For purposes of this study, classification is defined as a process comprised of two interrelated actions:  1) the identification of a bibliographic record as an edition of a particular work; and 2) the assembly of those records into a single set.  Defined in this way, classification involves the selection of an attribute or a combination of attributes that identify the record as a member of a particular work class, and the subsequent assembly of the records exemplifying those attributes to comprise the class.  O’Neill selected two attribute combinations to assemble records representing editions of fiction works:  (1) author name (100 field, subfield a) and title proper (245 field, subfield a) and (2) author name (100 field, subfield a) and uniform title (240 field, subfield a).  Some variations in title proper were manually identified and then incorporated into the work identification program. 

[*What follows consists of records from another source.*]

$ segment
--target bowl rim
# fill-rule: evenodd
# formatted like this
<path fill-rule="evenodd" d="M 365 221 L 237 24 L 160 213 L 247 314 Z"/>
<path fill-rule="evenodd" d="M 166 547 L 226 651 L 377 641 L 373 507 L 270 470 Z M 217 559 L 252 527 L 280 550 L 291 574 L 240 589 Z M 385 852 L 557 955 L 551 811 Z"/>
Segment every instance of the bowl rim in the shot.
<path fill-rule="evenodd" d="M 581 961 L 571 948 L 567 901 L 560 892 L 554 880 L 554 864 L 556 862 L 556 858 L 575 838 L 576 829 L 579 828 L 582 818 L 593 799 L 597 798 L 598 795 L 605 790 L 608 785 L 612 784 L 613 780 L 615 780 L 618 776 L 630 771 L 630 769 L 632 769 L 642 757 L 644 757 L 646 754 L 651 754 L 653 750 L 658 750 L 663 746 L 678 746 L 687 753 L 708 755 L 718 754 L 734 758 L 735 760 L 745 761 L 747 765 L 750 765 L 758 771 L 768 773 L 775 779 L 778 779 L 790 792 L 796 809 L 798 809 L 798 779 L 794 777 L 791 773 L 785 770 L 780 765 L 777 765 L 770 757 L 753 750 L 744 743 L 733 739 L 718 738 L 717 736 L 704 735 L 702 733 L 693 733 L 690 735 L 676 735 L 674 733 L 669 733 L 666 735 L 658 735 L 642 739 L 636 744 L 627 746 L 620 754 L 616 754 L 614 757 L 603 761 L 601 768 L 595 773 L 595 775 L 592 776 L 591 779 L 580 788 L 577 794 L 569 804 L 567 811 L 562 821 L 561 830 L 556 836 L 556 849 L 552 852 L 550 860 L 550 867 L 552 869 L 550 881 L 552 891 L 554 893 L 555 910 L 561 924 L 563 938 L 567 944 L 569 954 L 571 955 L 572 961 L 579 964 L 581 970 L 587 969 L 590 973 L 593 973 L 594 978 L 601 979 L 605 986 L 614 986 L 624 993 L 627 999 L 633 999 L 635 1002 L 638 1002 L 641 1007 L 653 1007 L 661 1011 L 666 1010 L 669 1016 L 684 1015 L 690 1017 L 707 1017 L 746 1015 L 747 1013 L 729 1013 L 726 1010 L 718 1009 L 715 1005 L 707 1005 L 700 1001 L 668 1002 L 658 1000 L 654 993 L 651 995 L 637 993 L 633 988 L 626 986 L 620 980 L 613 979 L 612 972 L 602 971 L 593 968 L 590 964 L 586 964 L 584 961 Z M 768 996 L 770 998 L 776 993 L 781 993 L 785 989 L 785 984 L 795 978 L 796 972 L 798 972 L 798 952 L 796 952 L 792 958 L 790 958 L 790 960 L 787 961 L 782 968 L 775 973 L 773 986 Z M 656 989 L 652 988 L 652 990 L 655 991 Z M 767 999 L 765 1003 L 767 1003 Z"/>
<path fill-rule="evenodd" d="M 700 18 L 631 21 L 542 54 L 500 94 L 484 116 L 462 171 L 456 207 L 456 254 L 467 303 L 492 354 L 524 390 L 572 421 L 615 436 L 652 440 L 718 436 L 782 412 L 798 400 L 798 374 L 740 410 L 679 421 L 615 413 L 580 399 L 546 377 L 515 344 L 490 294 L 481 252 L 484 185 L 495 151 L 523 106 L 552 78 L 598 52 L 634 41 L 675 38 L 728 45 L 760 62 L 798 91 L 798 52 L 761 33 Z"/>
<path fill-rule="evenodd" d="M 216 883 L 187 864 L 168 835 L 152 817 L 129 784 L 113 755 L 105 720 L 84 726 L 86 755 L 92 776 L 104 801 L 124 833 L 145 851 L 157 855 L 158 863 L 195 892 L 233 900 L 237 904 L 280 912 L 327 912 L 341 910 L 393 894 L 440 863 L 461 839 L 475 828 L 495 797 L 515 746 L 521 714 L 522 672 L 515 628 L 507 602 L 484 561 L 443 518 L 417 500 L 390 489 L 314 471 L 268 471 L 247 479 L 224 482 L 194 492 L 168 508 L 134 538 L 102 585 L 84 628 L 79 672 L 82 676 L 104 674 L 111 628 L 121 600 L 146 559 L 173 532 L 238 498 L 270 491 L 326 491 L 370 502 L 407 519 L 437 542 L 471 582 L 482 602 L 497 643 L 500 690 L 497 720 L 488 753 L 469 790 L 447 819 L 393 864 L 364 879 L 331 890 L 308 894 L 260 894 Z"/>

Because the goals of this study were somewhat different from that of the O’Neill project, this study began with an analysis of records that were known to comprise the work set.  Each record identified for the study was analyzed manually to discover attributes existing in the record that could successfully identify it as a member of a work set, and classify it with other records for editions of the same work. 

 

RESULTS

Attribute Identification

The first research question investigates the attributes present in bibliographic records that may be used to automatically identify bibliographic records representing editions of fiction works published in many editions.  Attributes identifying a work that were discovered in the record analysis consist of specific MARC bibliographic fields that have specific field content.  Attributes leading to the identification of works discovered in the analysis include: 

·        Author name – an author name as it appears in a subfield a of a 100 field or a 400 field in a MARC authority record (Name);

 

·        Standard title – a title as it appears in a subfield t of a 100 field or a 400 field in a MARC authority record (Title);

 

·        Library of Congress classification number signifying a particular work of fiction (LCC#).

 

Single attributes and attribute combinations that could be used to automatically identify and classify bibliographic records as members of a work set are limited to their appearance in specific fields.  Those used in this research include:

·        The combination of two attributes in two separate fields:  (1) Name in a 100 field, subfield a and (2) Title in a 240, 245, 246, or 740 field, subfield a (Name + Title);

 

·        The combination of two attributes in a single field:  (1) Name and (2) Title in a 700 (name-title added entry) field, subfields a and t respectively, that also has a second indicator of 2[2] (Name-Title Added Entry);

 

·        A single attribute in a single field:  (1) LCC# in an 050 or 090 field (LCC). 

 

This research expands the number of attributes used to identify work records in the O’Neill project by making use of information about authors and works present in authority records.  Cross reference forms of name and title (400 field forms) identified in name and work authority records are used to expand the search for relevant authors and titles.  This research also adds LC classification number as an attribute that identifies an edition of a work.  The LC classification number may be particularly useful for identifying records such as translations, which may contain non-standard author or title information.  Attribute combinations are also expanded by searching the 246 and 740 title fields in bibliographic records in addition to 240 and 245 fields; and by searching for the presence of name and title in 700 fields. 

 

Automatic Attribute Identification

 

            The second research question looks at how attributes used for identification could be discovered automatically.  Automatic identification of work attributes may be accomplished two ways:  first, using attributes harvested from name authority records in the Library of Congress Name Authority File (NAF), a file of authority records containing information about controlled author and work names; and second, using attributes harvested directly from bibliographic records. 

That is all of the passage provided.